Friday, 9 January 2015

Planning "a control system of baroque complexity"


Spot on from Martin Wolf in the FT:

The restrictions on land availability are man-made. They are due to a control system of baroque complexity that has not only constrained supply, but, far worse, has created a set of powerful vested interests in its continuation. Among those interests are local residents, homeowners in general and the banks that finance them. In a genteel British way, this is a corrupt arrangement whose result is to benefit the haves at the expense of have-nots. It is supported by pressure groups, such as the Campaign to Protect Rural England, which I think of rather as the Campaign to Contain Urban England.

The problem is however that, while a government could simply wave its wand and scrap the planning system - or at least its most egregious parts, we don't know how this would affect the economy. Would a surge in housebuilding from newly liberated builders result in a dramatic and sustained reduction in house prices? And how many people would find themselves in that dreaded negative equity as a result? Or would the change be more gradual with a decline in prices spread over a longer period?

Right now politicians - all of us - are wandering around with our fingers firmly stuck in our ears singing 'la la la' to keep out any sane voices telling us to change the planning system. On the left the response is to propose rent controls of one sort or another and to argue for huge subsidies to a privileged group of housing developers (housing associations and the like) so as to cover up the gap between rents and development costs. For Conservatives the answer lies in a mystical thing called 'brownfield' land again made developable only through a different tranche of government subsidy.

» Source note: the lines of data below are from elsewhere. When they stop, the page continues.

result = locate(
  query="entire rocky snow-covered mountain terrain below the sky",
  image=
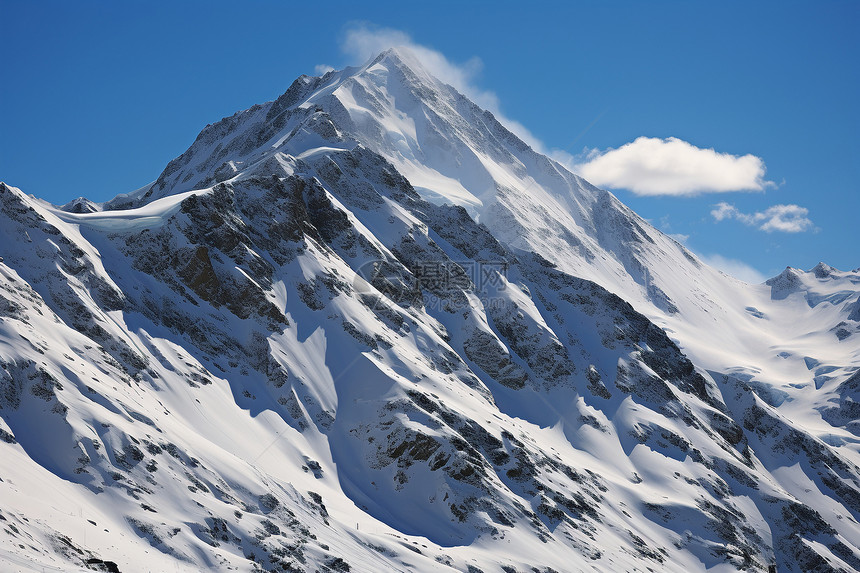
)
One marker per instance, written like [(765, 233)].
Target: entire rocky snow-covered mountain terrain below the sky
[(365, 327)]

For the industry, built as it is on the presumption of limited land releases and sky high land values levered to provide development finance, the end of planning is also a huge threat. Our national housebuilders are creatures - strange deformed rent-seeking creatures - of the planning system. Without the limitations of supply we wouldn't need the big developers as people would simply buy some land - prices would be much lower - and build a house. Local builders would see the chance to build small developments to meet local demand. And more attention would go to build quality and space standards than to getting the most from exorbitant land prices.

The planning system represents the worst of all worlds. For politicians who are forced to make decisions that they would rather not make - 'releasing' land to those big builders. For the developer there's the pressure of development costs, the tying up of valuable capital in five years of land bank and the balancing of saleability with profitability. And worst, for the next generation - especially in the south of England - there's the prospect of either a tiny flat in a slightly unsafe East London suburb or a life spent (at great expense) almost entirely at the mercy of the railway system. That or a life spent in unsecure rented property.

This isn't a question of 'reforming the Green Belt', developing a national housing strategy or using great dollops of government borrowing to bail out housing supply problems. That sadly is what Wolf proposes - it's not radical. The truth is that to get the change Wolf wants (and to borrow a phrase from P J O'Rourke) we need to take the 1947 Town and Country Planning Act and all its descendants round the back of the barn and kill them with an axe. That would be radical.